Biology Fieldwork on bats.

At the Temple Cave

View with and without the main lights and observe any differences in behaviour.

  1. Cave abiotic conditions. Compare the light, temperature and humidity conditions inside and outside the cave. Which do you think has the greatest variation over the day and over the year?

  2. Roosting bat colony. This colony is now much depleted due to regular disturbance by groups of tourists. Estimate numbers and note the reaction to disturbance. can you see any young (clinging to their mother's fur)?

  3. Fecal analysis. Trying to identify the type of diet. Identification of insects from fragments in bat faeces is a difficult and highly skilled procedure. However we can assess the importance of Lepidoptera (moths and butterflies) in the bats’ diet by looking at the amount of wing scales in the faeces.

  4. Observation of cave ecology. Search for invertebrates living in the cave. Describe, and photograph any findings. Numbers and type of invertebrates seen

At the main cave

Asian wrinkle lipped bats - these are insectivorous "free-tailed" bats

  1. The population of this bat colony is probably between 800,000 and 1 million individuals. How would you try to measure bat numbers?
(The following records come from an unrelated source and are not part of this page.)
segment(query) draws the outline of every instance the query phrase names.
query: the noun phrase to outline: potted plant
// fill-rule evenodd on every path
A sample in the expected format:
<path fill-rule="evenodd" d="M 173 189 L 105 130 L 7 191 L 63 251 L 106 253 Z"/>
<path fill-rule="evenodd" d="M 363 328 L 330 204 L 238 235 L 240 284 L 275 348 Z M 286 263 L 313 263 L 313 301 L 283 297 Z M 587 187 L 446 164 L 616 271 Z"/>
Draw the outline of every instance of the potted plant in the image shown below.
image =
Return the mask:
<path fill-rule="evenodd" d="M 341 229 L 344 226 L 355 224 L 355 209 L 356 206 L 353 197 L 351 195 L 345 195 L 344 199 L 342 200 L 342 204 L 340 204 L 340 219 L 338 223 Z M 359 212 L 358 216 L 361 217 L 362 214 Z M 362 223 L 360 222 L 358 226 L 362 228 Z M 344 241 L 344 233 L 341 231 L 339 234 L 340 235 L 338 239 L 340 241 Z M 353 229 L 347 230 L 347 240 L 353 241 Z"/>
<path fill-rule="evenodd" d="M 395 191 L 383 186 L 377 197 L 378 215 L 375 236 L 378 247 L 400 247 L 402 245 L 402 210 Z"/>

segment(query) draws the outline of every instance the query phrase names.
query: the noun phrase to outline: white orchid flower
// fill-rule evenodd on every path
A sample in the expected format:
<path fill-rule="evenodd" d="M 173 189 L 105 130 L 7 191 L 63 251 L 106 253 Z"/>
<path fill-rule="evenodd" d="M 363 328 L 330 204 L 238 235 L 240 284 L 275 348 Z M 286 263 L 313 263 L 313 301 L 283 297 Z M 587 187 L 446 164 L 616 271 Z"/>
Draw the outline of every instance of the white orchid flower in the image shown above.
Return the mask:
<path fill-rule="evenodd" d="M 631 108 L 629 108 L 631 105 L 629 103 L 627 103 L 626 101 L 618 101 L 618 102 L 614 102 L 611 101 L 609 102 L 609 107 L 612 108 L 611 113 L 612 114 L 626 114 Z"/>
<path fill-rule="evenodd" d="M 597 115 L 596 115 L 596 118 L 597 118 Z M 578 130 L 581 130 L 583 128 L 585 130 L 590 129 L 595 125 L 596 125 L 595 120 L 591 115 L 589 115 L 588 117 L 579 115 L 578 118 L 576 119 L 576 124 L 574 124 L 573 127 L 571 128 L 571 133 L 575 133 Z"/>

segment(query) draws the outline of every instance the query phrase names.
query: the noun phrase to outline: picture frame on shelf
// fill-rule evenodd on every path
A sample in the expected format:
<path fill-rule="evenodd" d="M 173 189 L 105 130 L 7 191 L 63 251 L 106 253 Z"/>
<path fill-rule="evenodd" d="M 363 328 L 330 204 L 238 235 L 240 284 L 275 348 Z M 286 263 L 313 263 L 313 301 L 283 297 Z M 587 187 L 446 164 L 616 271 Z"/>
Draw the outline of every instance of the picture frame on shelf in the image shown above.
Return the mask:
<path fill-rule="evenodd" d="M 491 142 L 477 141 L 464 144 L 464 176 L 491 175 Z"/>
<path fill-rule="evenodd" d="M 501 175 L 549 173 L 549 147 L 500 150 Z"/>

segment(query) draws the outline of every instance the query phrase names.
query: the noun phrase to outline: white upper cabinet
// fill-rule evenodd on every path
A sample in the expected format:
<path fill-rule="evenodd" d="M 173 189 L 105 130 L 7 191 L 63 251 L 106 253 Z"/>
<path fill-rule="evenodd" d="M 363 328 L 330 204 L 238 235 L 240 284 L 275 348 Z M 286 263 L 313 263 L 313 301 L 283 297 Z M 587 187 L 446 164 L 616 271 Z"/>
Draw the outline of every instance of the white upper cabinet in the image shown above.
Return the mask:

  2. Predator numbers and species. Several raptors specialise in preying on bats. These include sparrow hawks, buzzards and barn owls. there is also a "bat-hawk" but it's range is supposed to be limited to peninsular Thailand. There is also a specialist bat eating snake called Ridley's cave racer (or Beauty rat snake)

  3. Analysis of bat flight patterns. Why do the bats leave the cave like this. What is the advantage to individual bats?

Can you construct a food web for the cave ecosystem? Where are the producers? What level are the bats on? What is the energy source for the crickets and beetles in the cave?